I am not too far from you!!

I am a member of Avon & Bristol Woodturners:

http://www.avon-and-bristol-woodturners.org.uk/

Not sure your situation but they run a training course at their workshop in Portishead - £8 per day incl tuition. The course runs on Tue / Wed every week.

Anyway, welcome on board!
Simon


----------



## Endgrain. (7 Mar 2010)

Hi Simon

My Fathers home town Nailsworth. 
That looks like a great club. I have had a look at the website but couldnt find out anything about the training course, I would be "well up for it" though. could you tell me a little more about it?


----------



## SVB (7 Mar 2010)

Hi Endgrain,

PM Sent.

Simon


----------



## Les1693 (8 Mar 2010)

Hi Endgrain,

The GAW (Gloucestershire Association of Woodturners) have their monthly meeting this Wednesday 10th March at the Hucclecote Rugby Club in Gloucester. Visitors always welcome, cost for a visitor is something like £3.

Also if your looking to buy a mid size lathe then my neighbour (in Gloucester) has a Record CL4 for sale. It's only 13 months old so still under warranty and comes with a Nova G3 chuck and about 3 sets of jaws and also 4" and 6" faceplates plus a home made stand. I think he's asking around £780 for the lot.

Cheers, Les.


----------



## Endgrain. (8 Apr 2010)

Hi chaps

Just to let you know, I finally got down to the Avon & Bristol woodturning club today. The workshop is excellent, situated in the centre of Portishead, great bunch of chaps as well.

So great result and thankyou.


----------



## gasmansteve (8 Apr 2010)

Hi Endgrain
Welcome to the best and friendliest forum around.
Steve


----------



## Endgrain. (19 Aug 2010)

Hi folks  

Just thought I would update this thread. Have been attending Portishead club for 5 months now so am posting a couple pics of completed pieces on and off the lathe.
First project - dibbers! oh and my first whittled spoon.

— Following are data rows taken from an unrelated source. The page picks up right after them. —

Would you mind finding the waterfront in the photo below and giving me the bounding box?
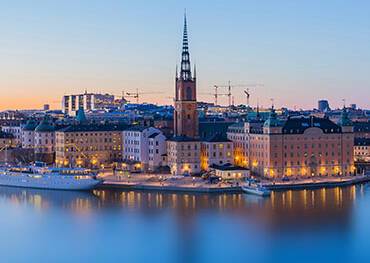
[0,186,369,263]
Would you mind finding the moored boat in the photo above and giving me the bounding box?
[0,164,102,191]
[242,184,271,197]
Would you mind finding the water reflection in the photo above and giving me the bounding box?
[0,186,99,214]
[0,185,362,230]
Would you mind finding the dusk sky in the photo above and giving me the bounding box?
[1,0,369,110]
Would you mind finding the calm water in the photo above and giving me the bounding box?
[1,185,370,263]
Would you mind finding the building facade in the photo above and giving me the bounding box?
[148,132,167,172]
[0,132,17,149]
[1,125,21,146]
[200,134,233,170]
[62,92,119,116]
[167,137,201,175]
[55,124,125,168]
[34,118,56,164]
[122,126,162,170]
[227,109,355,178]
[21,119,38,149]
[354,138,370,162]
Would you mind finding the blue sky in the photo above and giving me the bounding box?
[0,0,369,110]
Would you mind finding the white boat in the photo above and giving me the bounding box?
[242,184,271,197]
[0,164,102,191]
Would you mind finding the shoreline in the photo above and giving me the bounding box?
[98,174,370,194]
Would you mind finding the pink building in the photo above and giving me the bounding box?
[228,109,355,178]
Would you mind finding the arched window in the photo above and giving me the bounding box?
[186,87,192,100]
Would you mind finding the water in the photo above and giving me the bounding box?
[0,185,369,263]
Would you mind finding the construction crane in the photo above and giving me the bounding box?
[214,81,264,108]
[243,83,264,106]
[199,84,231,106]
[126,88,164,104]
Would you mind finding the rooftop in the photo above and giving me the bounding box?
[148,132,160,139]
[204,133,231,143]
[354,138,370,146]
[59,123,128,133]
[167,135,199,142]
[282,116,342,134]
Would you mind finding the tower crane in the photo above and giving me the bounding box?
[243,84,264,107]
[214,81,264,108]
[125,88,164,104]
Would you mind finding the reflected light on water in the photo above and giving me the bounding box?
[0,184,369,263]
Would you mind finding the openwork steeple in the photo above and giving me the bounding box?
[180,12,192,80]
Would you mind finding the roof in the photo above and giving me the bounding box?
[353,121,370,133]
[35,119,55,132]
[264,108,281,127]
[125,126,148,132]
[354,138,370,146]
[227,122,245,134]
[210,163,248,171]
[199,121,234,140]
[204,133,231,143]
[282,116,341,134]
[23,119,38,131]
[167,135,199,142]
[76,108,87,122]
[148,132,160,139]
[58,124,128,133]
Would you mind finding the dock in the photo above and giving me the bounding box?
[98,173,370,194]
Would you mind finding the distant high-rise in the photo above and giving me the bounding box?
[43,104,50,111]
[318,100,330,112]
[173,13,198,138]
[62,92,115,116]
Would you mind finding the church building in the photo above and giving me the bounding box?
[167,13,201,175]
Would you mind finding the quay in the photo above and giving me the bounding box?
[263,174,370,191]
[99,174,241,193]
[98,173,370,194]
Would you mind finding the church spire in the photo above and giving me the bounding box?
[180,11,192,80]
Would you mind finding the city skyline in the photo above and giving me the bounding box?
[1,1,370,110]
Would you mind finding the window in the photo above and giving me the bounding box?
[186,87,192,100]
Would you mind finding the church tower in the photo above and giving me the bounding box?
[174,13,198,138]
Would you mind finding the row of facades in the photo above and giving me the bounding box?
[1,109,368,178]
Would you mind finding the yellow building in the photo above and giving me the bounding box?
[0,132,17,149]
[354,138,370,162]
[55,124,126,168]
[167,136,201,176]
[200,134,233,170]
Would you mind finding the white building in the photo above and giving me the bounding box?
[123,126,162,170]
[212,164,250,180]
[62,92,115,116]
[34,119,55,163]
[21,119,38,149]
[148,132,167,171]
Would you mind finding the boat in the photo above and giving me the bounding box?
[0,164,102,191]
[242,184,271,197]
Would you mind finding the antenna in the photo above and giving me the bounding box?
[270,98,274,109]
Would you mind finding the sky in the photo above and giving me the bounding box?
[0,0,369,110]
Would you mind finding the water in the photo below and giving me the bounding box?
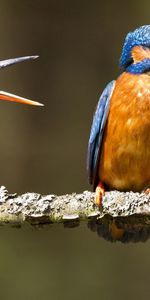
[0,223,150,300]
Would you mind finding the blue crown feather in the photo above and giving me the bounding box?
[120,25,150,69]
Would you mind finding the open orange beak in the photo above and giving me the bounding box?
[0,55,43,106]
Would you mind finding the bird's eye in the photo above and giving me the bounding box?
[125,58,134,68]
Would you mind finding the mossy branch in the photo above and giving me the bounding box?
[0,185,149,223]
[0,185,150,242]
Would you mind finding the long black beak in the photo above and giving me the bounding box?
[0,55,43,106]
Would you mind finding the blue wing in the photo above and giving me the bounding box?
[87,80,116,189]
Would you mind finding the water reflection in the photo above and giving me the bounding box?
[1,224,150,300]
[88,218,150,243]
[27,217,150,243]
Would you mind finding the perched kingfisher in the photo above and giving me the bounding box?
[87,25,150,206]
[0,55,43,106]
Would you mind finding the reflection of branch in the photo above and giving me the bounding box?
[0,185,150,228]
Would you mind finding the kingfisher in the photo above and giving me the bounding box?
[0,55,43,106]
[87,25,150,206]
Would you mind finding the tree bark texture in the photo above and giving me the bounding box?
[0,186,150,242]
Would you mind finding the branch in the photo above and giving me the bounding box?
[0,185,150,242]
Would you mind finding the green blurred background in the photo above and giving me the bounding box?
[0,0,149,195]
[0,0,149,299]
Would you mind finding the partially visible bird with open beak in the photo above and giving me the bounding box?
[0,55,43,106]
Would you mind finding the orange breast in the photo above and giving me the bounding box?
[99,72,150,191]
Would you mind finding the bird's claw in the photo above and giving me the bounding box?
[95,182,105,207]
[144,188,150,195]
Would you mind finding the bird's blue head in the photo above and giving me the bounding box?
[120,25,150,74]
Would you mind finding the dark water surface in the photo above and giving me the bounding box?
[0,224,149,300]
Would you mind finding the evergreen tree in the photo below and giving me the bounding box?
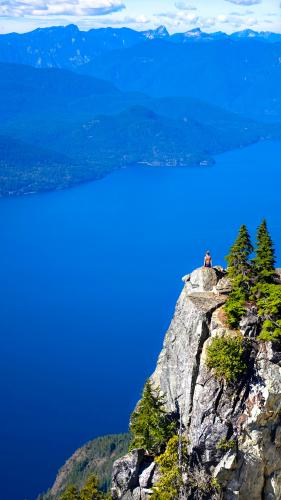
[129,381,176,455]
[253,219,276,284]
[60,485,80,500]
[225,225,253,327]
[59,475,106,500]
[226,224,253,280]
[80,474,104,500]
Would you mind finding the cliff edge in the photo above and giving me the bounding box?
[112,267,281,500]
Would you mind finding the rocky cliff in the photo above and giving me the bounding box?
[111,267,281,500]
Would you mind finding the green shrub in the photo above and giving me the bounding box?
[188,467,220,498]
[224,271,250,328]
[256,284,281,341]
[216,438,236,451]
[151,435,188,500]
[258,319,281,341]
[206,335,247,383]
[224,290,246,328]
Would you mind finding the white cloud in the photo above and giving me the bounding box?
[229,10,254,16]
[225,0,261,5]
[156,10,198,22]
[0,0,125,17]
[83,13,149,27]
[154,8,261,32]
[174,2,197,11]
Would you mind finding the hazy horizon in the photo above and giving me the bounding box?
[0,0,280,35]
[1,22,281,36]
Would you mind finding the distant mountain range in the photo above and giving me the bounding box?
[0,61,278,196]
[0,25,280,123]
[0,25,280,73]
[0,25,280,74]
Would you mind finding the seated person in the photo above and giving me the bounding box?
[204,251,212,268]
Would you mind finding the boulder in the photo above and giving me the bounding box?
[213,276,232,295]
[111,451,155,499]
[185,267,220,293]
[139,462,156,489]
[111,450,145,499]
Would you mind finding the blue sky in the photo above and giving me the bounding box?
[0,0,280,34]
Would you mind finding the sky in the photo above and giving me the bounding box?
[0,0,280,35]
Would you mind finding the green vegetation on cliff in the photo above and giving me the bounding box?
[224,219,280,338]
[226,224,253,281]
[206,220,281,383]
[257,284,281,341]
[206,335,248,383]
[253,219,276,284]
[224,224,253,327]
[151,435,188,500]
[129,380,176,455]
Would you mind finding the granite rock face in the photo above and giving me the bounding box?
[111,450,154,500]
[151,269,227,429]
[112,267,281,499]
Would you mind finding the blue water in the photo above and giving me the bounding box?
[0,140,280,500]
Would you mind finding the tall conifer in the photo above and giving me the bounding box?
[253,219,276,283]
[60,485,80,500]
[226,224,253,280]
[80,475,104,500]
[225,225,253,327]
[130,381,175,455]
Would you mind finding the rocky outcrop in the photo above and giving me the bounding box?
[213,341,281,499]
[112,451,155,500]
[151,268,227,429]
[112,267,281,499]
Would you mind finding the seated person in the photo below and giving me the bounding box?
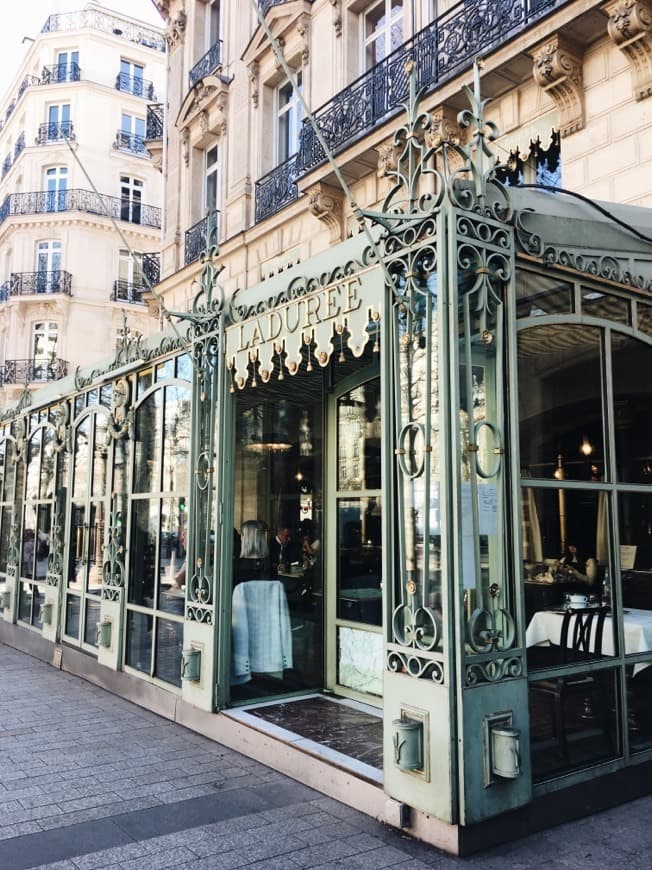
[233,520,271,585]
[269,525,299,575]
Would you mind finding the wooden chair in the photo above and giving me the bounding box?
[530,606,610,763]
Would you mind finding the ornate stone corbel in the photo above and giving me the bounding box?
[181,127,190,167]
[165,9,187,50]
[604,0,652,100]
[249,62,260,108]
[215,91,228,137]
[297,13,311,65]
[530,34,585,137]
[275,37,286,72]
[377,141,398,178]
[330,0,342,38]
[308,182,345,242]
[425,105,462,149]
[199,109,209,133]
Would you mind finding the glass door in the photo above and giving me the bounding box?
[327,370,383,702]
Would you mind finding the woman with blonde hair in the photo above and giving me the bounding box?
[233,520,271,584]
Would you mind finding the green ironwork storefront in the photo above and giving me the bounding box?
[1,68,652,852]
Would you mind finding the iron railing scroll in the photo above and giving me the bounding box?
[0,358,68,386]
[113,131,149,155]
[255,0,567,220]
[14,133,25,161]
[0,188,161,229]
[41,62,81,84]
[10,270,72,296]
[36,121,74,144]
[112,280,145,304]
[184,211,219,265]
[189,39,222,87]
[142,252,161,287]
[146,103,164,140]
[115,72,156,100]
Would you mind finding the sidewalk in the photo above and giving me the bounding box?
[0,643,650,870]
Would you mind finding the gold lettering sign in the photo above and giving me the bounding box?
[226,266,381,389]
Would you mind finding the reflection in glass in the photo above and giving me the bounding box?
[157,497,187,613]
[125,610,152,673]
[0,508,11,574]
[40,429,56,499]
[337,381,381,491]
[73,419,90,499]
[87,502,105,595]
[515,271,572,320]
[68,504,86,589]
[3,443,15,501]
[162,386,191,494]
[337,497,382,626]
[129,499,158,606]
[518,325,604,482]
[22,505,36,579]
[612,334,652,484]
[628,664,652,753]
[337,626,382,695]
[92,416,109,497]
[134,391,162,492]
[65,594,80,639]
[529,668,618,780]
[84,599,101,646]
[35,504,51,581]
[155,617,183,686]
[26,431,41,500]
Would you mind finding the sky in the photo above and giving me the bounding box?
[0,0,164,91]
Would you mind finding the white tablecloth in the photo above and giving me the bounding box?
[526,607,652,673]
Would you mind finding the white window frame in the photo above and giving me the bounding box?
[204,145,220,213]
[362,0,404,70]
[32,321,59,363]
[276,73,302,164]
[120,175,143,223]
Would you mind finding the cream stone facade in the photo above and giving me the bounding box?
[149,0,652,312]
[0,2,166,407]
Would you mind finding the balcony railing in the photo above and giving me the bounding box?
[112,280,146,304]
[115,72,156,100]
[41,62,81,84]
[36,121,74,144]
[146,103,164,140]
[10,270,72,296]
[1,156,11,179]
[113,131,149,156]
[0,358,68,386]
[255,0,566,222]
[255,154,301,224]
[17,75,40,99]
[14,133,25,160]
[41,10,165,52]
[0,188,161,229]
[142,252,160,286]
[184,210,219,266]
[5,101,15,122]
[189,39,222,87]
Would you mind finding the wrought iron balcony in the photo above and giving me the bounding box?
[189,39,222,87]
[0,188,161,229]
[14,133,25,161]
[112,280,146,304]
[0,358,68,386]
[142,252,160,286]
[41,10,165,52]
[17,75,40,99]
[255,0,567,221]
[9,270,72,296]
[5,101,15,122]
[146,103,164,140]
[113,131,149,156]
[255,154,301,224]
[115,72,156,100]
[1,156,11,179]
[36,121,74,144]
[41,62,81,84]
[184,210,219,266]
[0,281,9,302]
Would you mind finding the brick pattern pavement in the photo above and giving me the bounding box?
[1,644,651,869]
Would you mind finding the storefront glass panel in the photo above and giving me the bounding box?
[612,333,652,484]
[231,375,323,701]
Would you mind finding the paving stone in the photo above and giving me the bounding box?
[118,845,200,870]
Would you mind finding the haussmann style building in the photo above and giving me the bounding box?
[0,2,166,408]
[1,0,652,855]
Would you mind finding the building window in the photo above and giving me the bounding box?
[46,103,71,140]
[35,241,62,292]
[32,322,59,373]
[44,166,67,212]
[277,73,302,164]
[117,112,146,154]
[118,59,146,97]
[120,175,143,224]
[119,249,143,286]
[363,0,403,69]
[205,145,219,213]
[57,50,79,82]
[207,0,221,47]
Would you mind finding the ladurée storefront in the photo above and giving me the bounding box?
[1,69,651,852]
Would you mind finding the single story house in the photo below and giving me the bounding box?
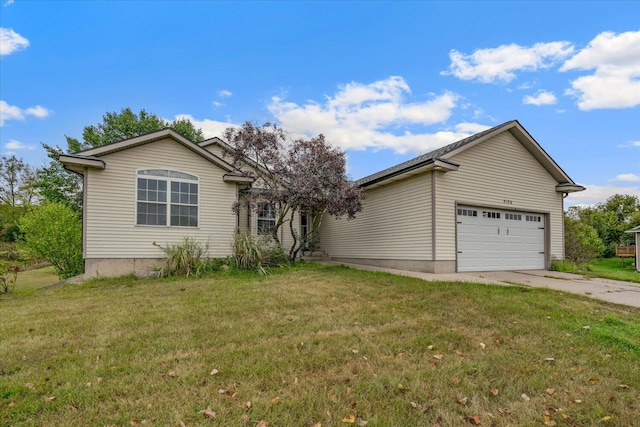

P.S. Hi and thanks for the friendly welcome Steve.








A camping box and small jewellry box ...erm radio and hobo stove :? 






Have just finished two bowls...will post soon 


.


----------



## Paul.J (19 Aug 2010)

Hello Endgrain and welcome  
Good to see you are getting on with the woodwork and turning,nice start  
Dovetails look good :shock:


----------